Scripting in Unix


Declaring and Using Variables

Set a variable by setting <variable> = <value>. Display or access the variable by using a $ sign, ie. $<variable>. K-Shell and Bash allow arrays. Arrays are defined by setting values into the indices of the array, ie. <array>[<subscript>]=<value>. In K-Shell set array elements as set -A <variable> <value1> <value2> ... <valuen>. In Bash sets array values as <variable>=(<value1> ... <valuen>). Access array values as ${<variable>[<subscript>]}. Also all items in an array can be accessed as ${<variable>[*]} or ${<variable>[@]}. Variables can also be declared as read only by setting the variable and then specifying the variable as being read only, ie. <variable>=<value>; readonly <variable>. Variables can be unset (removed) using the unset <variable> command. Note that simply setting a variable to a null value does not actually remove the variable, ie. <variable>= simply sets the value to null without removing the local variable. Note that a local variable is only available to the current shell (process). By exporting local variables, ie. <variable>=<value>; export <variable>, the local variable will be declared into the environment and thus be available to the current process (shell) and all child processes (shells). For instance, the PATH variable would be set and then exported. In K-Shell and Bash variables are exported as export <variable>=<value>.

Built-In Variables

Substitution

Pattern Matching

Wildcards can be used to match multiple filenames, ie. command prefix.* will execute command on all files named based on prefix.*. Wildcards can be placed anywhere within a filename match string, as a prefix or a suffix. The * character will find multiple characters and the ? character will match a single character. Note that matching with Unix is case sensitive. Exact characters can be matched and even ranges of characters can be matched as in [0-9]. Matching can also be done as negation as in command [!<value>]*.

Substitution Based on Variable State

Command Substitution

Command substitution allows submission of the output of a command (STDOUT) into the input (STDIN) of another command. Command substitution is performed by placing the command between funky Unix quotes, ie. `command`. For instance, DATE=`date` will set the current system date into the variable DATE. Basically command substitution is the placing of the result of the execution of a command into a variable or into another process. Some examples are shown below.

Arithmetic Substitution

Arithmetic substitution allows the evaluation of an arithmetic expression from the command line prompt. Note that arithmetic substitution only works on K-Shell (/bin/ksh) and Bash (/bin/bash) using the syntax $((expression)). Allowed operators are /, *, -, + and () for precedence.

Quoting

Quoting in Unix is basically escaping of reserved characters or enclosing of strings of characters in quotes in order to prevent misinterpretation of a non-executable string of characters. A single reserved character is escaped using the backslash (\) character. Reserved shell characters are *, ?, [,] , ', ", \, $, ;, &, (, ), |, ^, <,> plus newline(\n), space and tab(\t) characters. Thus to print the string Me & you to STDOUT one would have to type Me \& you or "Me & you". Even though newlines are invisible, when typing in a command at the command line the \ character can be used to continue a command on the following line.

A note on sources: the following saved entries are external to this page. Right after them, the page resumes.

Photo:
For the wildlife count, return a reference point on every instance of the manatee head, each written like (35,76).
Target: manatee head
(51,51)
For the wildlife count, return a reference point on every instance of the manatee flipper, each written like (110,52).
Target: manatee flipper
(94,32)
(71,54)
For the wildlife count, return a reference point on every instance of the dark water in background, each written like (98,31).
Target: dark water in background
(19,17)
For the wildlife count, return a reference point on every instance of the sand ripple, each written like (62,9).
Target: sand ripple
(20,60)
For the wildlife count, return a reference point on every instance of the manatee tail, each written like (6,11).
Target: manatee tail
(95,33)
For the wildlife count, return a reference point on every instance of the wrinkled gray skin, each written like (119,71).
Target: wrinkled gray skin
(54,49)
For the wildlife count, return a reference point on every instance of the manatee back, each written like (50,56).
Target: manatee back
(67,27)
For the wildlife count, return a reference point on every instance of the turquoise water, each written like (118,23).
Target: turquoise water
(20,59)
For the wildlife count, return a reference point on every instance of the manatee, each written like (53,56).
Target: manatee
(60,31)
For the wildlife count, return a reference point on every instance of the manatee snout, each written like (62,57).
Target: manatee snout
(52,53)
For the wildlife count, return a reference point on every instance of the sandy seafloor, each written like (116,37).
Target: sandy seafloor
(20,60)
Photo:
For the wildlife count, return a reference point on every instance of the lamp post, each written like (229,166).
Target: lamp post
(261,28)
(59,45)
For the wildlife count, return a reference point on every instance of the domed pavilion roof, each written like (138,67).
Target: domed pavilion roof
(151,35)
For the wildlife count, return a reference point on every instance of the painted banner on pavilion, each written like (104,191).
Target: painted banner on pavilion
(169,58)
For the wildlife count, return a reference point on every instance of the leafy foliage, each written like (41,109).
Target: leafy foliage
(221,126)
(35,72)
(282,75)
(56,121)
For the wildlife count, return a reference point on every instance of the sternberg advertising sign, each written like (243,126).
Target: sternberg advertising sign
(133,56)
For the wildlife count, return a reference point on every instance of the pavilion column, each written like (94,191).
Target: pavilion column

Where the backslash character can be used to escape (not interpret) single characters, enclosing a string with single quotes (') can disengage interpretation of all special characters within a whole string. What is your salary in $'s would become What is your salary in \$\'s \? using the backslash option or simply be enclosed in quotes, ie. 'What is your salary in $\'s ?'.

Using single quotes completely eliminates any interpretation of special characters within a string. However, use of double-quoted strings allows interpretation of a number of characters; most importantly the $ character to allow for access to variables and ` characters allowing command substitution.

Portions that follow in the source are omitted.